As pessoas geralmente quando se apresentam
adotam uma postura bastante estranha, descrevendo defeitos como qualidades,
passando-se por temíveis, atraentes ou mais agressivas do que na verdade
são.
Mulheres fatais super-fêmeas, ultraseguras e
coquetes até a ponta dos dedos ou o irritante oposto - mocinha-donzela-a-espera-de-uma-porcaria-de-príncipe-que-lhe-vá-salvar-de-sei-lá-o-quê.
Homens super-amantes, dotados de
capacidades sexuais dignas de um fauno (aqueles falastrões do tipo, “se te pego
de te viro do avesso...”), ou a-porcaria-de-príncipe-de-mentira-que-a-mocinha-das-linhas-de-cima-espera.
Afinal "onde é que há gente no mundo?"
Não neste em que vivemos, isso é certo...
Um mundo maravilhoso de clichês, de gente
clichê, de pensamentos prontos e ou previsivelmente suaves ou previsivelmente
agressivos, ou previsivelmente previsíveis...
Existe sempre "a coisa certa" a ser
dita.
Diga, e todos vão amar a pessoa "maravilhosa" que você é.
O fato de "a coisa certa" quase nunca
ser verdade ou coisa sincera é de somenos importância.

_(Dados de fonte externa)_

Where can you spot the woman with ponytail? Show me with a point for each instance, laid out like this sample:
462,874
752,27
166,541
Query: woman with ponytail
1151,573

O que importa é que te amem na mentira, que
talvez (se você para pra pensar) seja tão pesado quanto ser
odiado na verdade.
Mas todo mundo se protege do desamor dos
outros...
Uns exageram suas “qualidades” mais
desimportantes e outros o fazem com os defeitos de mesma ordem. Já vi gente,
(muita gente aliás) se dizendo “louca” (como se isso fosse alguma vantagem,
como como se alguém que fosse realmente 'louco' se visse como tal e não visse
no inverso, que louco é o mundo).
Na maioria das vezes essas pessoas
unicamente se valiam da suposição de sua loucura para acobertar uma estranheza
(que contraditoriamente é bem normalzinha, por que da pele pra fora todos no
mundo nos são estranhos), como desculpa para sua inconstância, para não
formarem laços (como se apenas eles ansiassem por uma vida não- simbiótica),
para justificar as feridas que sua singularidade causa naqueles que os amam
(como fosse possível viver sem ferir os outros).

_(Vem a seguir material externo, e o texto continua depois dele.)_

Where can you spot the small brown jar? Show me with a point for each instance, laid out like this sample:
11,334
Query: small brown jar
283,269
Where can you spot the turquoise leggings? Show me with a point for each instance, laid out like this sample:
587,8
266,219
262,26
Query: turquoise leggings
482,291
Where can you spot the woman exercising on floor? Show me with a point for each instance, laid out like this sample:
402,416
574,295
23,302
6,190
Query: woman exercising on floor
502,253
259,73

Os falsos humildes são ainda piores do que os
assumidamente arrogantes, com a diferença que estes últimos são
engraçadíssimos, enquanto os primeiros são maçantes ao cubo!
Eu penso que ninguém se apresenta como um ser
humano, simples, inconstante, cheio de medo e de duvidas simplesmente porque
ninguém nos ensina a ser gente, (humana e falível gente) e de outra parte,
somos ensinados a nunca pôr a nu diante dos nossos irmãos da confraria humana,
que somos tal como eles. Mesmo porque, as pessoas em geral se sentem
desconfortáveis quando alguém se atreve a lhe lançar consciência adentro o peso
de sua humanidade como um espelho, onde podem mirar a própria.

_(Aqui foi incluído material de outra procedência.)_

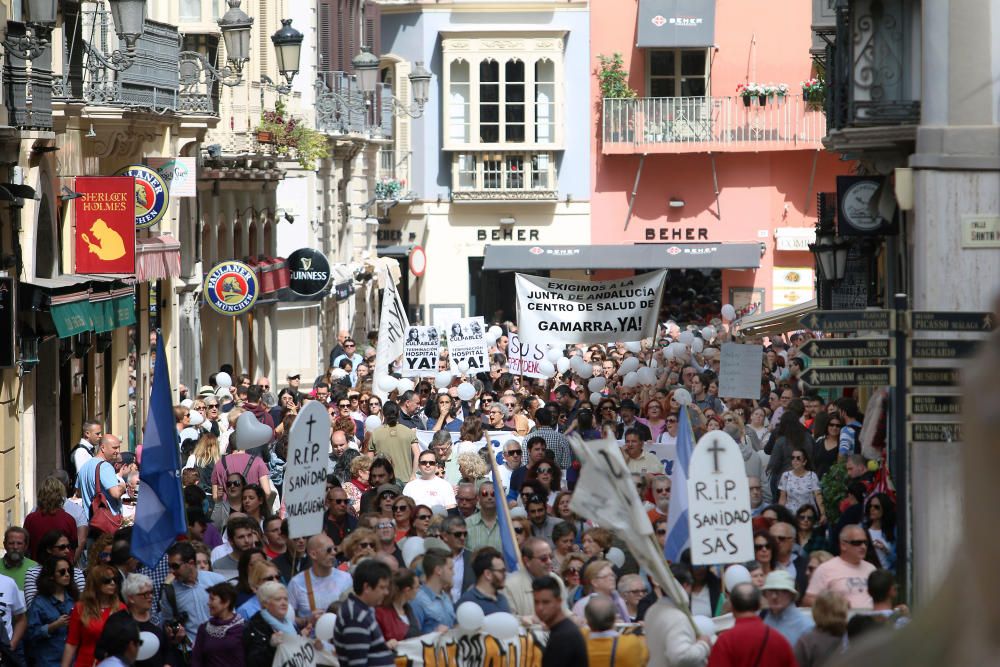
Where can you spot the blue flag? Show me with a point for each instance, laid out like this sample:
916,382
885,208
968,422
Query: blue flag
678,531
511,552
159,511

Então, por consideração aos vossos brios,
permitam-me que me apresente adequadamente...
Eu sou uma semi-divindade, cavalheiros!
Eu sou um homem maravilhoso, virtuoso, forte,
inteligente, cheio de convicção e portador de uma força e fé inabaláveis.
Nunca oscilo, nunca tenho um momento de dúvida e
não sei o que é fragilidade.
Do mesmíssimo modo que todos vocês, aliás...
Só falo um pouquinho de mentira.
E infelizmente, me falta a mágica capacidade de
acreditar nelas.
Nutro em secreto a ambição de um dia acreditar,
nas minhas e nas vossas...
Mas eu ainda não tive uma só ambição que não me
saísse pela culatra.
Algumas vezes, naquelas horas em que uma
sensação tão castanha quanto a minha pele se apossa de mim, fico me perguntando
se há algo mais digno de ser ambicionado do que ser simplesmente um ser humano,
para fora de qualquer rótulo.
A verdade é que talvez não existam verdades, a
não ser a verdade do pó, das coisas ínfimas que no conjunto aparentam as coisas
grandiosa em que nossa vaidade se aferra...
Mas tudo se constitui de fina poeira que o vento
leva e a mim parece que um homem só tolera a ideia de ser humano porque nesta
ideia está implícita a sedutora ideia de ser o embrião de um deus.